Model Serving FAQ⚓︎

My InferenceService is not ready even though all pods (model and/or transformer) are running⚓︎

Check the logs of the knative-controller pod in the knative-serving namespace (you might need to ask your administrator). You can do this with the following command:

kubectl logs deployment/controller -n knative-serving

If no errors show up, check the other components of knative.

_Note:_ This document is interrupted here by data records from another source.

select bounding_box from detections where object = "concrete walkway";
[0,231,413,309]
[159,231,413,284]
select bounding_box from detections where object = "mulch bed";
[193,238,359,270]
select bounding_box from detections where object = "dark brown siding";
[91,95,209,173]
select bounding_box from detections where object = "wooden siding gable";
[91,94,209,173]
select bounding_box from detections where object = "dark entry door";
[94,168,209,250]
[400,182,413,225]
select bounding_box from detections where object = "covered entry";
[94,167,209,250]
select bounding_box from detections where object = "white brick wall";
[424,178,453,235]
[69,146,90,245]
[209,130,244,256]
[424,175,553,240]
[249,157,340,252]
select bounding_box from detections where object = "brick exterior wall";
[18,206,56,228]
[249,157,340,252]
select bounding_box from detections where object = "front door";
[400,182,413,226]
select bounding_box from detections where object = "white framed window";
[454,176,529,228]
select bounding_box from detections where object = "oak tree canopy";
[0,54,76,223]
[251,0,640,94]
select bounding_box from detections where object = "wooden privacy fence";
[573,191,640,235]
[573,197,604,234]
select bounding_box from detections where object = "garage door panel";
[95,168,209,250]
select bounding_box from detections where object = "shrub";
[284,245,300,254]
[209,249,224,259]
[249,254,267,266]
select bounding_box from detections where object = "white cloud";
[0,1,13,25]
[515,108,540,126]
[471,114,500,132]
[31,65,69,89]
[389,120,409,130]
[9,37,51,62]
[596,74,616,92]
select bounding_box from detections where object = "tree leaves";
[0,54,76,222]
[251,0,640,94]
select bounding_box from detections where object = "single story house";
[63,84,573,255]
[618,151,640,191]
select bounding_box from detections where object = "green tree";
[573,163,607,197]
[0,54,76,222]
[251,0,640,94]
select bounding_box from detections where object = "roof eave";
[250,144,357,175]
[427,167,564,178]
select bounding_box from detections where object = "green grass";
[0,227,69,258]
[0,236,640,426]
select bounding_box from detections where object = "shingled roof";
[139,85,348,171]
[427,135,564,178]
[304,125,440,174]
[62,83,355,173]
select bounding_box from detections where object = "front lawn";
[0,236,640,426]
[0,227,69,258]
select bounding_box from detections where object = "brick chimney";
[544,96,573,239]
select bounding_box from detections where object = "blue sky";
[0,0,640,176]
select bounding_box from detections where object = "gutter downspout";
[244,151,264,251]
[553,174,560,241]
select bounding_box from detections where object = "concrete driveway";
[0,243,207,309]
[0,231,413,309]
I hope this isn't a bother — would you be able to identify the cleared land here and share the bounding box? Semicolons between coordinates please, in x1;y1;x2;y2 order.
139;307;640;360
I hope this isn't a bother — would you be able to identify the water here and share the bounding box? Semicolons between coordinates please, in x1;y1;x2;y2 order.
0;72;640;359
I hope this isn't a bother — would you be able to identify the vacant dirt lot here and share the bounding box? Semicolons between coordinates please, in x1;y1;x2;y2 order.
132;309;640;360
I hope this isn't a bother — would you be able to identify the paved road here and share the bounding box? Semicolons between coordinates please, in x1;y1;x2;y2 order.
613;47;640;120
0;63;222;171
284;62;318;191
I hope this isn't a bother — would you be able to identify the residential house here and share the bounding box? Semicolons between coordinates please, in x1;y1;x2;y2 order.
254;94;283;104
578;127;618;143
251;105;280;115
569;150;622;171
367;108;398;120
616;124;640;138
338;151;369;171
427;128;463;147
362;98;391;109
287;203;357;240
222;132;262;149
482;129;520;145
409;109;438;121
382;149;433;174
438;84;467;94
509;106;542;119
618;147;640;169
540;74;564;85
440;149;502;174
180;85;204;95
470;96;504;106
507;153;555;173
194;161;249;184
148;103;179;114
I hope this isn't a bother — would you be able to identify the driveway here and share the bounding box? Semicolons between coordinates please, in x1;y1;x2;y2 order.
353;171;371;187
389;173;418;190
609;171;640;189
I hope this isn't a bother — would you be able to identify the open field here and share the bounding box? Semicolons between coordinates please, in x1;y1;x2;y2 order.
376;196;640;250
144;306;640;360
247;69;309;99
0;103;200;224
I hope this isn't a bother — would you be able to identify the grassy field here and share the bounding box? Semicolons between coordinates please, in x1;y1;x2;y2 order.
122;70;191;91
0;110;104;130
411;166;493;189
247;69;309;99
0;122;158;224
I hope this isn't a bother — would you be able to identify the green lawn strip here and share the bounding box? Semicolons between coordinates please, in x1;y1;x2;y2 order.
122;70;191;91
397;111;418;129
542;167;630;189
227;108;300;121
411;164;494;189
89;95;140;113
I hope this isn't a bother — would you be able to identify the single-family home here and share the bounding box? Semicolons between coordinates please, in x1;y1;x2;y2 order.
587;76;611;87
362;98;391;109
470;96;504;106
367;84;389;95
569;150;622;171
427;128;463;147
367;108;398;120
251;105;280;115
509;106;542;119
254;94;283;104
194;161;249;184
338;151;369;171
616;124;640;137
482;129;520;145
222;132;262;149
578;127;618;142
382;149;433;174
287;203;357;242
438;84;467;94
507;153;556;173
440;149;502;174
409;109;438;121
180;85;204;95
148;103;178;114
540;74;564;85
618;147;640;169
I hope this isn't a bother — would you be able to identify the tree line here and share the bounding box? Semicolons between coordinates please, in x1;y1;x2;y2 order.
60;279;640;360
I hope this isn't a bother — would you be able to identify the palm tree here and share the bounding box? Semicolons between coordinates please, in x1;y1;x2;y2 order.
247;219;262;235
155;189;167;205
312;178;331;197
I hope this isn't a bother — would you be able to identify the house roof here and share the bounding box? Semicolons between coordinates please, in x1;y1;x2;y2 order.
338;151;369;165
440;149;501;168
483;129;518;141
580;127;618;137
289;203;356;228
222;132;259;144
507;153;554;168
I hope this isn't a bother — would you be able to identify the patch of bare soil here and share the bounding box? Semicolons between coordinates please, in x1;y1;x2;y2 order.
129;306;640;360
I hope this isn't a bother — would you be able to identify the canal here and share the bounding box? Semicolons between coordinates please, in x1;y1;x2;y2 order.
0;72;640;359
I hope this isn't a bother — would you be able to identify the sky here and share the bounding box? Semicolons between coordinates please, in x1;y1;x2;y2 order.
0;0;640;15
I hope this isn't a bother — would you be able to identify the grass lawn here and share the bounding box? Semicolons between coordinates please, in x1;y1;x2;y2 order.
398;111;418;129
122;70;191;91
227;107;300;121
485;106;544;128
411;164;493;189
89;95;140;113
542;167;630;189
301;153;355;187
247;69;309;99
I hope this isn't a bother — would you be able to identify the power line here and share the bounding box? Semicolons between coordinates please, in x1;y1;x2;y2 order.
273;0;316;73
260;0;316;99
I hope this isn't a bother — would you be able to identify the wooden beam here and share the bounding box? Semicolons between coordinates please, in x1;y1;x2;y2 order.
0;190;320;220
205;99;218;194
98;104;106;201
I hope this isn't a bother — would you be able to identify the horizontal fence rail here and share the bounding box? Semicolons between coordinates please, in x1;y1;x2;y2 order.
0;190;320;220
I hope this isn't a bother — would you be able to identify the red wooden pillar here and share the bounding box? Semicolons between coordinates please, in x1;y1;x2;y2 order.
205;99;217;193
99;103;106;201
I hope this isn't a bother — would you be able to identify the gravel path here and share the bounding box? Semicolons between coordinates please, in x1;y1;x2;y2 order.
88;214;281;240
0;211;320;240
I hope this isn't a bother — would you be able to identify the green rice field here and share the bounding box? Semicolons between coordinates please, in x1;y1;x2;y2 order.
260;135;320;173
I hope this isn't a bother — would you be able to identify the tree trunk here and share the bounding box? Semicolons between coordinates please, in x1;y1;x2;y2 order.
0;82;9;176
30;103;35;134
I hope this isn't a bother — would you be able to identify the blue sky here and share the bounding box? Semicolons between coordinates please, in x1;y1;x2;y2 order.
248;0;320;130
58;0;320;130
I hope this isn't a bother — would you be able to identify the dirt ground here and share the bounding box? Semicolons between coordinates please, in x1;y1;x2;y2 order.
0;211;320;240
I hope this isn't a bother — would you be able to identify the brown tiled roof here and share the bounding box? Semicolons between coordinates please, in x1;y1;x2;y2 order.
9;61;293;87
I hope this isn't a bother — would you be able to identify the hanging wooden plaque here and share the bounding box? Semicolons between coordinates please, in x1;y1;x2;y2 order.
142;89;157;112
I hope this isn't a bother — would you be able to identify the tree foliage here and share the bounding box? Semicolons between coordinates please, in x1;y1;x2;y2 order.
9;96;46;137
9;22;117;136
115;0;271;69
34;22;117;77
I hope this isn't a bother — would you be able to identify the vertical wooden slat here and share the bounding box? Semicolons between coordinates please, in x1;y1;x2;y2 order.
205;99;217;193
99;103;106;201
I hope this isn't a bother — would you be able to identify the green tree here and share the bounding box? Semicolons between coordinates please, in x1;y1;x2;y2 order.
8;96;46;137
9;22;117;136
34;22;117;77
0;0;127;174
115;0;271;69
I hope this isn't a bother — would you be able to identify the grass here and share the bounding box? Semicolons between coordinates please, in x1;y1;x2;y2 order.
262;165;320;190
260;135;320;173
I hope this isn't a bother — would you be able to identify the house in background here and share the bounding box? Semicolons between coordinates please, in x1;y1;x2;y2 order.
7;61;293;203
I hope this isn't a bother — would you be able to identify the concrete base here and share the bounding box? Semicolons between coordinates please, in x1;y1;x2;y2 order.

My InferenceService is not ready and the logs show an error like `failed to create private K8s Service: Internal error occurred: failed to allocate a serviceIP: range is full`⚓︎

Example log message:

controller {"severity":"ERROR","timestamp":"2024-05-21T19:42:11.338383374Z","logger":"controller","caller":"controller/controller.go:566","message":"Reconcile error","commit":"e82287d","knative.dev/pod":"controller-fc5fc97bb-g9vjn","knative.dev/controller":"knative.dev.serving.pkg.reconciler.serverlessservice.reconciler","knative.dev/kind":"networking.internal.knative.dev.ServerlessService","knative.dev/traceid":"4ec31ccc-78
4d-4f57-a87b-2b98499c9cec","knative.dev/key":"<namespace>/<name>-transformer-default-00006","duration":"5.8467ms","error":"failed to create private K8s Service: Internal error occurred: failed to allocate a serviceIP: range is full","stacktrace":"knative.dev/pkg/controller.(*Impl).handleErr\n\tknative.dev/pkg@v0.0.0-20221011175852-714b7630a836/controller/controller.go:566\nknative.dev/pkg/controller.(*Impl).processNextWorkItem\
n\tknative.dev/pkg@v0.0.0-20221011175852-714b7630a836/controller/controller.go:543\nknative.dev/pkg/controller.(*Impl).RunContext.func3\n\tknative.dev/pkg@v0.0.0-20221011175852-714b7630a836/controller/controller.go:491"}

You probably have too many services in your cluster. If this is due to too many revisions of InferenceServices, you can either delete those services by hand (kubernetes services, not InferenceServices) or ask your administrator to tweak the garbage collection settings.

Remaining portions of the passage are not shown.